Dengan demikian membuat para pihak memahami perbuatan serta akibat hukum setiap act yg mereka perbuat merupakan hal mendasar. Namun tidak bisa dipungkiri (dan sangat disayangkan) ada rekan Notaris yang karena beberapa alasan tidak melakukan fungsi penyuluhan hukum ini.

OKI dalam kesempatan ini, mencoba sedikit sharing mengenai apa2 saja perbuatan hukum yang biasanya dibuat dalam proses pengambilan kredit.

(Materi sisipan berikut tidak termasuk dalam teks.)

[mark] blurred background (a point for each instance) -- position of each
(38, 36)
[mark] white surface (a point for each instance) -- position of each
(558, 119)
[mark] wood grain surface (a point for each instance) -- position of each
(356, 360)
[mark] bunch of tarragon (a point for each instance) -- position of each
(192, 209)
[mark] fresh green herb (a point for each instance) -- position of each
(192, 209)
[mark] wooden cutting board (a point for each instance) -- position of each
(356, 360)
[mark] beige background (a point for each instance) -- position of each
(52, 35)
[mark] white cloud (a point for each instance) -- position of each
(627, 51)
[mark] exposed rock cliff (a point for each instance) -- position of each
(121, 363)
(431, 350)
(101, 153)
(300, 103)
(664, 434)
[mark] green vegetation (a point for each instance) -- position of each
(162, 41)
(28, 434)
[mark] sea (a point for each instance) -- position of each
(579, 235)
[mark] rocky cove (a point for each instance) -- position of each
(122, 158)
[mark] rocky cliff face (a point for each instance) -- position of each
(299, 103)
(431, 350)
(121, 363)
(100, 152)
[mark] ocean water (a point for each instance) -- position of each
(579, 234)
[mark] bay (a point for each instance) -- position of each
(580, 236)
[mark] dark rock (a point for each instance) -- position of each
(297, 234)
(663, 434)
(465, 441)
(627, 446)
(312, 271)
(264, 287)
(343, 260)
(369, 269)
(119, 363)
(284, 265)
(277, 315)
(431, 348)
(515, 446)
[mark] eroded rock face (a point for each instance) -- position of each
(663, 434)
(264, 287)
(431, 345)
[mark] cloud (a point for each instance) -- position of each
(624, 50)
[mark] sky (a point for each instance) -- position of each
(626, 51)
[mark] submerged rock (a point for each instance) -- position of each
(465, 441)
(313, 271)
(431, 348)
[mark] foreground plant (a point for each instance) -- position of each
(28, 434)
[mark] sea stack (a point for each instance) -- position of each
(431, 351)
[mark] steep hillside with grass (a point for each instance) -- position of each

Biasanya ada beberapa perjanjian yang ditandatangani, antara lain:

1. Perjanjian Kredit;

2. Pengakuan Hutang;

3. Akta Pembebanan Hak Tanggungan.

ad.1. Perjanjian Kredit

 Pada setiap lembaga keuangan dapat terjadi perbedaan pemberian nama/judul perjanjian kredit. Ada yang menyebut Surat Persetujuan Kredit dan lain sebagainya, namun umumnya yang digunakan adalah Perjanjian Kredit. Setiap lembaga keuangan juga memiliki kebijaksanaan yang berbeda apakah Perjanjian Kredit (PK) dibuat dengan akta Notariil atau cukup dibawah tangan.

PK  dibawah tangan biasanya dibuat oleh pihak Bank (kreditur) dalam bentuk perjanjian baku. Jadi PK tersebut  tidak dapat diubah2 isinya (take it or leave it agreement) dan dibuat dalam jumlah banyak (massal) yang dimaksudkan untuk efisiensi bagi pihak Bank. PK ini adalah perjanjian yang pertama kali ditandatangani.  Jika PK dibuat dibawah tangan maka pihak Lembaga keuangan dan Debitur cukup tanda tangan di tempat lembaga keuangan atau di rumah debitur atau di kantor Notaris tetapi tidak di depan Notaris.

Inti dari PK adalah bahwa Debitur berjanji untuk meminjam sejumlah uang pada Kreditur dan kreditur berjanji untuk memberikan pinjaman sejumlah uang pada Debitur.  Dalam PK ini diatur dan disepakati jumlah pinjaman, besar bunga, biaya administrasi, jangka waktu, besar angsuran, tanggal pembayaran setiap bulannya dan tanggal jatuh tempo.

ad. 2. Pengakuan Hutang

Pengakuan Hutang umumnya selalu dibuat dalam bentuk akta notariil, oleh karena itu pembuatannya dilakukan oleh Notaris berdasarkan kesepakatan para pihak dan penandatanganan pun dilakukan dihadapan Notaris. Dasar dari pembuatan Akta Pengakuan Hutang (PH) adalah PK. Inti dari Pengakuan Hutang ini adalah bahwa Debitur mengakui telah berhutang sejumlah uang pada Kreditur sebagaimana yang telah diperjanjikan dalam PK dan Kreditur menerima baik pengakuan hutang tersebut.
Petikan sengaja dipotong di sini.